Constraining the prediction range on a tabular learner?

codename5281 · April 16, 2020, 1:44pm

Hello !

I’m discovering the joys of ML through the fastai course, and learning a bit more every day thanks to this board, so first of all : thank you !

I am trying to train a tabular learner to predict biophysical variables from remote sensing datasets. I am using a training dataset of limited size (~600 “ground truth” points, acquisition is time consuming) covering the expected range of values for predicted data. The model fit using a standard tabular learner 3 hidden layers fully connected network is fine, reaching R²>0,9.

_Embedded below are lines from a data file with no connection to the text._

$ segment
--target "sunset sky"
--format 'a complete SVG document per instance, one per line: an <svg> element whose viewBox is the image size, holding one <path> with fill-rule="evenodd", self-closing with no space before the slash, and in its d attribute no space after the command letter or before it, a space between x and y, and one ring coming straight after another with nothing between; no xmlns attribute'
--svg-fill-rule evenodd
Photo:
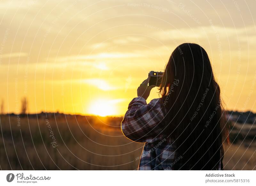
<svg viewBox="0 0 256 186"><path fill-rule="evenodd" d="M229 110L256 112L255 1L2 1L0 100L18 113L121 115L151 70L196 43ZM157 97L154 88L148 98Z"/></svg>

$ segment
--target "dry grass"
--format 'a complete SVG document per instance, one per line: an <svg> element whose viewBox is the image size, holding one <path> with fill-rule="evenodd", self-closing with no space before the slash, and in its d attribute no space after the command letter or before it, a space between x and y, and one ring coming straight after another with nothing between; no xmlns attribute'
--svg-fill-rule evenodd
<svg viewBox="0 0 256 186"><path fill-rule="evenodd" d="M1 116L1 169L137 168L139 160L136 160L136 158L140 155L144 144L132 142L123 136L120 128L122 119L63 115L48 118L58 145L54 148L46 118L39 116L21 118L19 126L16 116ZM255 169L255 149L246 149L242 146L236 151L238 147L232 145L227 152L225 169Z"/></svg>

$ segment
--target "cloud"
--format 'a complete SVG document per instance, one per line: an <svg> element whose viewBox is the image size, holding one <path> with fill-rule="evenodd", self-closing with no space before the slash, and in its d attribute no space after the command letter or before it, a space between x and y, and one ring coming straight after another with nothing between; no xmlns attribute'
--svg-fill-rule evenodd
<svg viewBox="0 0 256 186"><path fill-rule="evenodd" d="M110 85L106 81L97 79L86 79L81 81L82 82L97 88L103 90L113 90L116 88Z"/></svg>
<svg viewBox="0 0 256 186"><path fill-rule="evenodd" d="M25 52L12 52L3 54L1 57L2 58L9 58L24 57L27 56L28 53Z"/></svg>

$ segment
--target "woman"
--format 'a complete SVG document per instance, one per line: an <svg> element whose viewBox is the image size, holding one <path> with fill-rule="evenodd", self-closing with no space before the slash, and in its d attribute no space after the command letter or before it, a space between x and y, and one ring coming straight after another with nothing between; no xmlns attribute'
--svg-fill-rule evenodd
<svg viewBox="0 0 256 186"><path fill-rule="evenodd" d="M228 127L208 55L184 43L170 57L160 98L146 102L153 86L145 80L122 123L124 135L145 143L139 170L222 170Z"/></svg>

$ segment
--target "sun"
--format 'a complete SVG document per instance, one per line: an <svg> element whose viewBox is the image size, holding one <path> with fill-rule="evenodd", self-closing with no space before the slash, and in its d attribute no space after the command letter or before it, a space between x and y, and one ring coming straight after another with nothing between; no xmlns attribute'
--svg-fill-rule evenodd
<svg viewBox="0 0 256 186"><path fill-rule="evenodd" d="M100 116L113 116L116 114L116 109L111 101L99 99L91 104L88 112L90 114Z"/></svg>

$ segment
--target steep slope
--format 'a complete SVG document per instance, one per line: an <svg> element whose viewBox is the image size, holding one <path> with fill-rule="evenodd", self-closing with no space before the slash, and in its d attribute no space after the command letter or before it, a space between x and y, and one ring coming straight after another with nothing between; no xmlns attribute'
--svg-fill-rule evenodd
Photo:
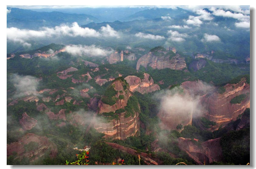
<svg viewBox="0 0 256 169"><path fill-rule="evenodd" d="M172 49L169 48L168 49ZM182 70L187 67L184 57L176 54L171 50L168 50L162 46L157 46L142 56L138 60L136 69L139 70L140 66L148 66L153 69L163 69L169 68L174 70Z"/></svg>
<svg viewBox="0 0 256 169"><path fill-rule="evenodd" d="M49 150L50 156L55 157L58 152L57 147L46 136L39 136L27 133L17 142L7 144L7 157L17 153L16 158L26 157L32 162L38 159Z"/></svg>
<svg viewBox="0 0 256 169"><path fill-rule="evenodd" d="M199 165L221 161L223 158L220 138L209 140L201 143L190 138L178 138L179 147Z"/></svg>
<svg viewBox="0 0 256 169"><path fill-rule="evenodd" d="M123 78L118 78L99 101L97 112L104 120L94 124L94 127L105 138L123 140L139 134L140 105L129 88Z"/></svg>
<svg viewBox="0 0 256 169"><path fill-rule="evenodd" d="M106 57L107 60L110 64L122 62L124 60L135 60L137 59L135 54L128 50L121 50L120 52L116 51Z"/></svg>
<svg viewBox="0 0 256 169"><path fill-rule="evenodd" d="M158 84L154 84L153 79L150 77L149 74L144 73L144 78L142 79L134 76L129 76L124 78L129 84L130 91L134 92L138 91L144 94L160 90Z"/></svg>
<svg viewBox="0 0 256 169"><path fill-rule="evenodd" d="M238 83L228 83L221 87L222 93L215 91L206 95L201 100L202 104L205 106L204 116L217 123L212 130L235 120L239 115L250 107L250 86L246 77L242 78ZM234 102L239 99L240 102Z"/></svg>

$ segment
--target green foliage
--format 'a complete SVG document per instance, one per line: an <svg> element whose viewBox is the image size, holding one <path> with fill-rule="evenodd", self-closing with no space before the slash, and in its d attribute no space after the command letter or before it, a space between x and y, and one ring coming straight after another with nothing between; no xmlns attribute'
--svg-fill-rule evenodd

However, as my ground truth training dataset is sparse and cannot cover all real life situations, i often end up with predicted values that skyrocket, and do not have any real world meaning. Thus, i am thinking about a strategy to overcome this issue, but so far didn’t read/understood anything that could help me.

I was thinking that maybe there is a method to constraint the value range of the model output, maybe through a clever use of activation functions such as sigmoid, but i am still learning and doesn’t know where to start. That is why i am posting for the first time, asking for some guidance regarding this issue !

Is anyone having an idea how to overcome this ?

Thanks in advance !
J.

muellerzr · April 16, 2020, 3:22pm

You can use a sigmoid, pass in a y_range to tabular_learner (like (0,n)

codename5281 · April 17, 2020, 9:34am

Thanks for the suggestion, i tried that and got interesting results.
I also performed data augmentation by simulating noise on my input variables corresponding to the known sensor accuacy levels, and by drawing ground truth target values from observed distributions. So far so good !

codename5281 · August 6, 2020, 10:17am

Hello, it’s me again !
So i’ve been playing with this and it appears that often when i want to get predictions from real world data, my predicted values are jumping from one side to the other side of the y_lim range.
This puzzles me as my training set is supposed to cover a very wide range of values that can be expected in real world situations.
Do you have any recommandation about how to tackle this situation ?
Thanks !
J.